Tests of food samples taken from the Washington state restaurants found no traces of E. coli, the health department said Monday.
And tests on nearly 25 food samples from Chipotle locations in Oregon also found no E. coli
. Results are still pending for a few samples.
Health officials said the findings are not unusual, because sometimes the contaminated foods are consumed or thrown out before samples are taken.
Test results from surfaces and equipment in the restaurants also showed no E. coli, according to a statement from Chipotle.
"To date, Chipotle has received nearly 900 test results, all of which showed no E. coli," the restaurant chain said.

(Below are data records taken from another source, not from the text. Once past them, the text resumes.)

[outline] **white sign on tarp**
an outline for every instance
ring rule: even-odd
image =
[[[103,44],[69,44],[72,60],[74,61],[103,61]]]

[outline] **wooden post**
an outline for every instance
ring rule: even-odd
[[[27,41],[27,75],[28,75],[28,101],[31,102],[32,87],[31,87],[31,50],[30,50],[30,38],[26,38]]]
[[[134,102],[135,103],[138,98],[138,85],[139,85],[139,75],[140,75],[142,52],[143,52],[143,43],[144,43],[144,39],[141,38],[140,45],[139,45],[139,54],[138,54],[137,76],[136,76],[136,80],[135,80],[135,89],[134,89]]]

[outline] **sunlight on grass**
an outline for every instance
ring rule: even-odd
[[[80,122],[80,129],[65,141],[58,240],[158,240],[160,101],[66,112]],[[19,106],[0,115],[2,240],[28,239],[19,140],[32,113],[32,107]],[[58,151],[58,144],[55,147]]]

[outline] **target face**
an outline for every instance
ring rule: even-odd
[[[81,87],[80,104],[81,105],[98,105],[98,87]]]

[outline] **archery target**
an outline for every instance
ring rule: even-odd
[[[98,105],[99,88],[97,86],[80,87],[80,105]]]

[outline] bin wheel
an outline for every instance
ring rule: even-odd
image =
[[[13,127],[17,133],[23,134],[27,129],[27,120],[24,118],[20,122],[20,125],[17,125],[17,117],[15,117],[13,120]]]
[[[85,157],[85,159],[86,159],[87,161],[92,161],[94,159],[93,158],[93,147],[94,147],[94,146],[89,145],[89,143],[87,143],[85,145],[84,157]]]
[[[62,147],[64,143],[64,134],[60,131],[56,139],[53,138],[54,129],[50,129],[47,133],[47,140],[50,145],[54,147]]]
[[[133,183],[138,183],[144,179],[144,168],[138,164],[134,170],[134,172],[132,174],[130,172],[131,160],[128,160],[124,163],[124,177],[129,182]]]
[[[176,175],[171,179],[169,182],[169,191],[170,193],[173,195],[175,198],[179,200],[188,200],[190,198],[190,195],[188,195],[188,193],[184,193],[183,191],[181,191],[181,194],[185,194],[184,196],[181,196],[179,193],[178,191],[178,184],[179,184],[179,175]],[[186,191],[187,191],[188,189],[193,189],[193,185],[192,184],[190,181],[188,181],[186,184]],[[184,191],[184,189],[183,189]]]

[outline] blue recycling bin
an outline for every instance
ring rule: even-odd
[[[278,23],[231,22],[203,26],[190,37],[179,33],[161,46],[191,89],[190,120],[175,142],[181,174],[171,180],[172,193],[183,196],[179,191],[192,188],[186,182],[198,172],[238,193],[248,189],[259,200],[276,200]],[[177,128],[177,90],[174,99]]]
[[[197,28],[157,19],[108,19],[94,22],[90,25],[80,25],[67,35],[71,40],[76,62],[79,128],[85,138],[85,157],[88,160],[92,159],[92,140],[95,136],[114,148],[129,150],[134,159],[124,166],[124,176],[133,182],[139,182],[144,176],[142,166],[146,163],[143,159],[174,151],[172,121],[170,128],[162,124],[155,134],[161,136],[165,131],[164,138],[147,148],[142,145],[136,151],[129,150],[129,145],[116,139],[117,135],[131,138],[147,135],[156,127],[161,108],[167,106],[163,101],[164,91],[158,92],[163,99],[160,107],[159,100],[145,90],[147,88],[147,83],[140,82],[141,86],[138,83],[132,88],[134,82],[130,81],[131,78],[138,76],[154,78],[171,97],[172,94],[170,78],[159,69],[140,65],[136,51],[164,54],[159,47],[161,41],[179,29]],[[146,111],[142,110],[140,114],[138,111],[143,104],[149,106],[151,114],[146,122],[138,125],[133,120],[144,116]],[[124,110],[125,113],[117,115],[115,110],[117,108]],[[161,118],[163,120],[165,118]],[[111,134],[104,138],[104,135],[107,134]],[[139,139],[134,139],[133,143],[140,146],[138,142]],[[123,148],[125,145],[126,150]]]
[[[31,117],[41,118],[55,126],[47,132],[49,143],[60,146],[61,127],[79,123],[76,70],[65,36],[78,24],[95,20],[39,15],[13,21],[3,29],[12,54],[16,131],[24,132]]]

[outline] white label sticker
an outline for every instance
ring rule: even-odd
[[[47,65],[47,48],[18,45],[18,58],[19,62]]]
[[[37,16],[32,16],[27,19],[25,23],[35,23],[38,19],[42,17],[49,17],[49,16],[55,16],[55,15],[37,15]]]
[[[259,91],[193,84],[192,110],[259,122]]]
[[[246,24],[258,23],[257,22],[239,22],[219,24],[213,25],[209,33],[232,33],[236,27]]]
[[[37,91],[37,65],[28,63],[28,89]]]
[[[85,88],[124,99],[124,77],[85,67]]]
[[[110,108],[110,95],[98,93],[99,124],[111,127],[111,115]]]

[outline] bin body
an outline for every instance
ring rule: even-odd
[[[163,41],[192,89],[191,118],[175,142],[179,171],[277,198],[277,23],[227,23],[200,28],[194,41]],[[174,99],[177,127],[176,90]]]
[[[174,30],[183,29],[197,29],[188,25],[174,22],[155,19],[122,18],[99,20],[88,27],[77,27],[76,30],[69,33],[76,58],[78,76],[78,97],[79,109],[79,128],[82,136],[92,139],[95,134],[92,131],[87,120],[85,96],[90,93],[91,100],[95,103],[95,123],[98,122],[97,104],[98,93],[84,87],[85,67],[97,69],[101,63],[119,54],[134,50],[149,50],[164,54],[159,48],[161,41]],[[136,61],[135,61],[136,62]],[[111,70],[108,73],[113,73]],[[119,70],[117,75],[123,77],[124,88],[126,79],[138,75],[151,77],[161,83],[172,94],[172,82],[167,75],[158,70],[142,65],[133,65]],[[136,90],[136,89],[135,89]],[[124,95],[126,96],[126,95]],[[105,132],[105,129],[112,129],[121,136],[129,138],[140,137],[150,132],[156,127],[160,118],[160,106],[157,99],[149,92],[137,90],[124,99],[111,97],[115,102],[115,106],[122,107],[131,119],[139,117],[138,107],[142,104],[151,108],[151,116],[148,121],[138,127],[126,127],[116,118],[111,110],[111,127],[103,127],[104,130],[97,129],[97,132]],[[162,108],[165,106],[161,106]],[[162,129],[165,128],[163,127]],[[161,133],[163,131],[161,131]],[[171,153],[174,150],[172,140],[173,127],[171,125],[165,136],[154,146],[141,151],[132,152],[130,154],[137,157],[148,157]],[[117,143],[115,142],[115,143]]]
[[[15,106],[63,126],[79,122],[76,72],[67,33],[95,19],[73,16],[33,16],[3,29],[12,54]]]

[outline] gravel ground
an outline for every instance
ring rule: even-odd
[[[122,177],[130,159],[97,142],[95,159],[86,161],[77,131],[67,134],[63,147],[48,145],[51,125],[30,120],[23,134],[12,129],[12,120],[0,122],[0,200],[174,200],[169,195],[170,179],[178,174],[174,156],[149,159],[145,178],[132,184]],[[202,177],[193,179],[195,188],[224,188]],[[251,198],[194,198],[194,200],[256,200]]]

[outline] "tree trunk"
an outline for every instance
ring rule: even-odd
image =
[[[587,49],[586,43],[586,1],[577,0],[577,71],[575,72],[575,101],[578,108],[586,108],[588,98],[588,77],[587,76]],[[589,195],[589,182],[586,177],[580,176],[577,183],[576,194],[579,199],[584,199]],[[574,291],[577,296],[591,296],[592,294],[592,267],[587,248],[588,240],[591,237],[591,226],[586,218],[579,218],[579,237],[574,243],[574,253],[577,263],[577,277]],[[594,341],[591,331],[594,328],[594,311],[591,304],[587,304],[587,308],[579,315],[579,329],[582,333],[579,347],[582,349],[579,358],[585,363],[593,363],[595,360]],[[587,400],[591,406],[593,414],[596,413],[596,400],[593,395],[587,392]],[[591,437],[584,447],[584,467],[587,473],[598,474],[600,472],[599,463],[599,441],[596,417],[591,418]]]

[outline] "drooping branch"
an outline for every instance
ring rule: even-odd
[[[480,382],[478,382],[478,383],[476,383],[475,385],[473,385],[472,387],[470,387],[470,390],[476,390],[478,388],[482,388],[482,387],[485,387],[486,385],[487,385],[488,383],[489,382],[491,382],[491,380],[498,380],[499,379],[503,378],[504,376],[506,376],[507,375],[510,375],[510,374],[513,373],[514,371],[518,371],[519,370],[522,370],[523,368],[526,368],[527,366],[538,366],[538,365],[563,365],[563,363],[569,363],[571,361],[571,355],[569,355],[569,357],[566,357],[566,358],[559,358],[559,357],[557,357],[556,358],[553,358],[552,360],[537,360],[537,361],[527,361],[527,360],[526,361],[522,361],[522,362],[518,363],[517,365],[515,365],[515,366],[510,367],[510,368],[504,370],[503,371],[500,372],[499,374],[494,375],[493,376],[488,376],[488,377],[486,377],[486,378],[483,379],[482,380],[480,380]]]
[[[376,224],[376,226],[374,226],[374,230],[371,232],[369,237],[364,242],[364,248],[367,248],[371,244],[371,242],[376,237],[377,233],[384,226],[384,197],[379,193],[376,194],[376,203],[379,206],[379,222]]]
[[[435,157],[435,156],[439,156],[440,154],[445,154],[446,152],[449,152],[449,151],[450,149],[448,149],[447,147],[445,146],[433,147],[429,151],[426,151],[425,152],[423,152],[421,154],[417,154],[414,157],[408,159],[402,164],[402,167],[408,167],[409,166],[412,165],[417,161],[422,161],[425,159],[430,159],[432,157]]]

As many as 42 people -- 27 in Washington and 15 in Oregon -- became ill with E. coli, according to the Centers for Disease Control and Prevention.
Fourteen of those sickened were hospitalized. Most of them reported eating at Chipotle locations before becoming ill.
Symptoms, which include diarrhea and abdominal pain, usually begin two to eight days after a person has been exposed to the bacteria and resolve within a week. Some cases are severe and patients can develop hemolytic uremic syndrome, or HUS, which is a type of kidney failure. There have been no cases of HUS or deaths from this outbreak.
The most recent illness was reported on October 24.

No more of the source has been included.